When I was a kid in the sixties and seventies, catalogs and later magazines were how us kids got our info, other than the radio if a hip station was in your area. Yeah, there was some TV news, but with the limited pre-cable channels we had, there often wasn't a lot of cutting edge news or entertainment on the tube.

I mention this because a few weeks ago El Fisho Jr. and I were in our local gun emporium. He had just been shooting REAL guns the day before, and was entranced with my "family heirloom" .22 Marlin bolt action tube magazine rifle as well as the modern Marlin .22 autoloader with tube magazine and the Henry lever action .22. rifle.

Mrs. El Fisho agreed I could take him with me to the gun store, and of course it was a wonderful experience. I know the owners, and trade with them quite often, so they were more than willing to let him examine firearms of all types. He's got good taste.
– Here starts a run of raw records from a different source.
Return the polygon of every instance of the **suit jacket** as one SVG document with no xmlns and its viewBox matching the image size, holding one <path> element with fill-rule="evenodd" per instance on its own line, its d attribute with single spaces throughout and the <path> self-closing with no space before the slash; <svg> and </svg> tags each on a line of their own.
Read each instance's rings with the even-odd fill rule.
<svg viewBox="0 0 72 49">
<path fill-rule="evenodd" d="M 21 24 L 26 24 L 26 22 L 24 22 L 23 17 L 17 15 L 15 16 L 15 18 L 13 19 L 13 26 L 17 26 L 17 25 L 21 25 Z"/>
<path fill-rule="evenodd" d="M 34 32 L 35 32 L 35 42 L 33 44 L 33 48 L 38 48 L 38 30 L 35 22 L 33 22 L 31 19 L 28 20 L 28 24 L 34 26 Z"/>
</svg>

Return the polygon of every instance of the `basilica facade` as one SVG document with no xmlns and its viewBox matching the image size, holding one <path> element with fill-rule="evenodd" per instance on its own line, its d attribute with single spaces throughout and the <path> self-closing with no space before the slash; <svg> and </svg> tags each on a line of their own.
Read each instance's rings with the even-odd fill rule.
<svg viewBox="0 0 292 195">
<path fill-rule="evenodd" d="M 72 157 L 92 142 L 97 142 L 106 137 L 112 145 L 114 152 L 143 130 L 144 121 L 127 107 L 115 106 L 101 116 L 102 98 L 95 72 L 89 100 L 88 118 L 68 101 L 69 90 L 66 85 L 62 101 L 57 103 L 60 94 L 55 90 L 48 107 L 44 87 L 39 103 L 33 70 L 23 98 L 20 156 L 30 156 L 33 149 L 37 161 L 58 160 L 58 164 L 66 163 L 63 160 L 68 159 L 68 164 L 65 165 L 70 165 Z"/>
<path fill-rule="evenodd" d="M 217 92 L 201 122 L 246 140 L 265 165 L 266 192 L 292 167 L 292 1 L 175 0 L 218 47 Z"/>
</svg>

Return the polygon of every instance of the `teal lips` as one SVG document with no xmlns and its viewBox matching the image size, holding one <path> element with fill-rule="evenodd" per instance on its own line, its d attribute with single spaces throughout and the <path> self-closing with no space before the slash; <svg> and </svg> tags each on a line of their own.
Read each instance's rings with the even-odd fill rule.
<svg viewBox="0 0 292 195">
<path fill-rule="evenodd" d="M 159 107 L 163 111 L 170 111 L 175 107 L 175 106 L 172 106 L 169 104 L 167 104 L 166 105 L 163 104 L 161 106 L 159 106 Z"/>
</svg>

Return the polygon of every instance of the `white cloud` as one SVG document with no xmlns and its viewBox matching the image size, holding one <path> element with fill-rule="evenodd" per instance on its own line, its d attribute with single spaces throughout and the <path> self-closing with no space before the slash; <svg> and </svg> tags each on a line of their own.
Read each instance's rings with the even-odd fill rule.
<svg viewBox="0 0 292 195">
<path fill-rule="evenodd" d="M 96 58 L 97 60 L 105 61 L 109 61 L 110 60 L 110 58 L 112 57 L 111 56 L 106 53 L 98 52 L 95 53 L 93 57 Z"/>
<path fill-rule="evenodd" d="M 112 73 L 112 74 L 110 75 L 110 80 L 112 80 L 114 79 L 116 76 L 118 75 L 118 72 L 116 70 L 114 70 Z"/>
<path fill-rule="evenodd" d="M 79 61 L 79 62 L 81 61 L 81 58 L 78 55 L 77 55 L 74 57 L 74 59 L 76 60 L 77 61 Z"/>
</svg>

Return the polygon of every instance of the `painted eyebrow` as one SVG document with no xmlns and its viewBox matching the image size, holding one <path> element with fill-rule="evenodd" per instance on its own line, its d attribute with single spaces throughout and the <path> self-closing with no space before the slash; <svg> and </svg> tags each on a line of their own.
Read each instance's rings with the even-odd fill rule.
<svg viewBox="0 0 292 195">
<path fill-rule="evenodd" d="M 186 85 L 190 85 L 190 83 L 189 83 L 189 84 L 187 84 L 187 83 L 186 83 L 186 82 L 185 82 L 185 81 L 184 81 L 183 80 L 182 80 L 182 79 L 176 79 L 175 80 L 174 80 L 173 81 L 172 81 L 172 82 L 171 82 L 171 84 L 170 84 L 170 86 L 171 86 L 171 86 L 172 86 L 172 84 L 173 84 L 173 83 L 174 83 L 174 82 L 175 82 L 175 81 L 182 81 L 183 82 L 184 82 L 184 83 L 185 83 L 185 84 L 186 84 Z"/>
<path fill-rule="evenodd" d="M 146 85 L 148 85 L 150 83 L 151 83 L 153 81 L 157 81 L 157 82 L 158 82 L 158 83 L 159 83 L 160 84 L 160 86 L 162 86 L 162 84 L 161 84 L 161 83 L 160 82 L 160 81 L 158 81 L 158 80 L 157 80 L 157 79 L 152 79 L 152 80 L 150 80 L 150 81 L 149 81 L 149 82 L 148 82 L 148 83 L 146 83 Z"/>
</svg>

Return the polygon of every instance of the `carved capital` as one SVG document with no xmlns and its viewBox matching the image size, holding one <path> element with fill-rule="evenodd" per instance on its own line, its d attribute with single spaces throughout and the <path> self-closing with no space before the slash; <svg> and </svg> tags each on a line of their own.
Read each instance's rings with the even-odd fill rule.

So as were were looking at .22 rifles for the next birthday present, on the way out they had some catalogs from Kimber, Ruger and Marlin. I grabbed one of each and told El Fisho Jr. that later that night we would sit in the living room and check out the .22's available from these catalogs.

What's a catalog?

Now, El Fisho Jr. has seen catalogs before, more like flyers I suppose than the thick catalogs of the days of yore. He's a smart kid, and over the years, we have looked through all kinds of catalogs like Orvis and Musician's Friend and LL Bean and King Ranch Leather Shop and the like, but much of our product selection and perusing is, in fact, done online.

But I explained the whole Sears catalog thing as a young child, cutting out pictures of Santa gifts you wanted and pasting them to colored construction paper for when you went to visit Santa, or for your letter to him.

Then, as I became a maniac fisherman at about age 7 or 8, my friends and I would write off for catalogs from various companies, most of which were free. By the time I was in 5th grade, I was drumming and was collecting catalogs from Houston mall music stores like H&H and Parker, as well as by mail. Some of those old catalogs, some of which I held on to, later had some value.

And then, the new neighbors from Minnesota moved in, and with them fishing kids my age and a HUGE catalog from a company called Herter's. They were an outfitter, much like Cabela's or Bass Pro Shops, but they had so much more and a little bit of everything from fishing stuff to trapping to guns and hunting gear and just about everything that could be peripherally connected to any outdoors activity.

So my internet catalog child is now entranced by paper catalogs. On nice glossy thick paper with great color and pictures and statistics and such. As we select his first rifle by looking at the pictures and statistics, like weight and barrel length, we're having fun and he's as entranced by this as I was when I saw my first Colt catalog when I was his age.

We're looking at a tube fed Marlin autoloader Model 60 in stainless, as he really enjoyed shooting that. He also greatly enjoyed shooting the .22 Henry lever action.

El Fisho Jr. is quite the budding multi-instrumentalist. He's been playing my drums for year, and has a gift for making a beat. He's learning to play the parts of songs. He's played with Billy Ray and I (with me on bass) several times and Billy and I have had a great time. He's got his own Squier '51 electric guitar and short scale Bronco bass and a small multi-purpose practice amp. We have fun bouncing song ideas off of each other and he is getting the idea of the role of the bass quite well.I gues that goes with his rhythm ability on drums.

Anyway, he often reads my guitar, bass and drums music magazines, and he's well versed on some of the classics as well as developing his own taste in modern pop music, you know, age appropriate stuff. He appreciates Clapton and Michael Schenker and the differences between them as well as many other artists.

So I guess he never noticed that most of these magazines come int he mail, because the other day he was showing me a kids magazine he liked and I asked him if he wanted to subscribe to it and he said: "What's subscribe mean?"

I explained to him how we get magazines in the mail and that you usually save money this way.

These kids are so used to watching us buy stuff online that I took for granted he knew what the catalogs were we were looking at. I guess he thought they were magazines to read about products.

he has been particularly interested in a import SX fretless jazz bass in Lake Placid Blue that a friend gave me. The sounds he gets out of the fretless are amazing.